Evidence Snapshots (immutable)

When each memory is created, the system generates an immutable evidence snapshot — the original basis for “why this was remembered.” Even if the memory is later modified, the evidence is always preserved.
3

Core Facts (AI-distilled)

Periodic consolidation processes distill evidence into structured facts — entities (people, concepts, tools, projects) and relationships (preferences, usage, affiliation). Core facts are a read-time projection of currently active facts, not a second copy.
4

Memory Graph (visualization)

Core facts form a time-tagged knowledge graph. Each node is an entity, each edge is a relationship. You can visually browse it in the UI.
Consolidation never modifies your memory list. Memories you add always remain exactly as you added them — core facts are simply structured projections distilled by AI from them.

Entity Types

Entities in the memory graph fall into 10 types: Entity names and fact descriptions follow the language of the evidence — Chinese memories produce Chinese facts, English memories produce English facts.

Contradiction Handling: No Deletion, Only Iteration

When new information contradicts existing facts, the system’s approach is not “delete the old one”:
  1. The old fact is given an end timestamp (“Until last week, the user was using JavaScript”)
  2. The new fact begins from the current moment (“Starting this week, the user switched to TypeScript”)
  3. History is always preserved — the Expert can recall the complete evolution of decisions

Memory Consolidation (Dream)

Memory distillation is performed through two speeds of “consolidation” processes:

Light Consolidation (post-conversation)

Key memories are extracted immediately after each quality conversation. Upon successful extraction, best-effort distillation into the graph follows. Fast, immediate, no information lost.

Deep Consolidation (scheduled)

A periodic scheduler scans unprocessed evidence and distills in batches. Each batch is size-limited to avoid single-call timeouts. Mid-process failures can be resumed — already processed portions are not lost.
Every graph change is written to an operation journal as before/after snapshots, forming a complete change audit trail.
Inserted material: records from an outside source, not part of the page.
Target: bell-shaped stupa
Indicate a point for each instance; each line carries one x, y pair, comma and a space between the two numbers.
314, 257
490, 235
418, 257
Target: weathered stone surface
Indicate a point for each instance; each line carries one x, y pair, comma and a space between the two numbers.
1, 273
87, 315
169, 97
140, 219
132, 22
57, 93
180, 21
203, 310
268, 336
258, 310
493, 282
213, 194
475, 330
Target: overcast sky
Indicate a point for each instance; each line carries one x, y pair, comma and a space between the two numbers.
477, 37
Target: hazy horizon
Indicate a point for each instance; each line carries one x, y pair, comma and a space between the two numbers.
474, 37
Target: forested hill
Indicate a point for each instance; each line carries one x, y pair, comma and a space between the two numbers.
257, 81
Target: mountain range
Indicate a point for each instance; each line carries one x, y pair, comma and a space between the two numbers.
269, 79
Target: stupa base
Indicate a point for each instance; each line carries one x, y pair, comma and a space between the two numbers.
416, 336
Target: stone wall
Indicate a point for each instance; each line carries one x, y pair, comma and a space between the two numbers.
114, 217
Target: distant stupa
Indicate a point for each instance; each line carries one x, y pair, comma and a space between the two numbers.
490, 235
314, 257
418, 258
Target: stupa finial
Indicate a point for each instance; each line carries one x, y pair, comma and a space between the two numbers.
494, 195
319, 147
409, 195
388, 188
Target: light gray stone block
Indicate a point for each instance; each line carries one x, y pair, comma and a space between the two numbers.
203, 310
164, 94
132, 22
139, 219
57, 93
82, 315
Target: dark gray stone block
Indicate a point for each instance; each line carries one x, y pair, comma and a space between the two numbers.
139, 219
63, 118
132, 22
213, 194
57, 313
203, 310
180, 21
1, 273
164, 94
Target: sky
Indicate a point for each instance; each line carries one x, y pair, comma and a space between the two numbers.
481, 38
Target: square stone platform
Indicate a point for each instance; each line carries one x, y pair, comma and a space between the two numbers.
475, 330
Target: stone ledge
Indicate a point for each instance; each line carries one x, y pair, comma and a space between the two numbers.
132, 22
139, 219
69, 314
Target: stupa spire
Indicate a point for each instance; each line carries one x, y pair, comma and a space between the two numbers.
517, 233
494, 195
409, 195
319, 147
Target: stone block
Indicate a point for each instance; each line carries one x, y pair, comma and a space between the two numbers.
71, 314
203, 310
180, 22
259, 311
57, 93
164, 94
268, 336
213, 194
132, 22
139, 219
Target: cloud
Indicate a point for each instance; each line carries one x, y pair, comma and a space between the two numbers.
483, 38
Any consolidation batch can be atomically reverted.

Retrieval: Bounded and Efficient

When an Expert needs to recall, it doesn’t search all memories — it follows a precise four-step retrieval:
1

Candidate screening

Based on the current conversation content, the most relevant candidate memories are screened (upper limit of 30).
2

Graph expansion

A 1-hop expansion is performed on entities in the candidates within the graph — finding directly related facts.
3

Re-ranking

Results are re-ranked by relevance, recency, and importance.
4

Context injection

The top 20 entries (not exceeding 2,000 tokens) are injected into the current conversation context.
“Bounded” is a key design decision. Injecting all memories wholesale not only wastes tokens but drowns out truly relevant information. 20 carefully selected memories are more useful than 200 generic ones. On retrieval failure, the system automatically degrades to a deterministic “latest 20” strategy.

User Control

Control of the memory system is entirely in your hands. On the Expert’s evolution page, you can manage memories through three tabs:

Memory List

View, add, edit, delete, enable/disable each memory entry. This is the layer users directly operate.

Core Memories

View AI-distilled structured facts — entities, relationships, timestamps. Read-only view.

Memory Graph

A visual knowledge network. Nodes are entities, edges are relationships — see the complete picture of the Expert’s understanding of you at a glance.
You can also enable temporary conversation mode — the current conversation won’t read memories or create new ones, suitable for sensitive topics.

Isolation and Privacy

Memories are strictly isolated by Expert × User. User A’s memories with Expert X are completely independent from User B’s memories with Expert X. Cross-boundary access always returns 404 — non-enumerable, it’s impossible to probe whether someone else has memories. An Expert will never “cross-contaminate” memories — what you discuss with an Expert can never be obtained by another user through memory retrieval.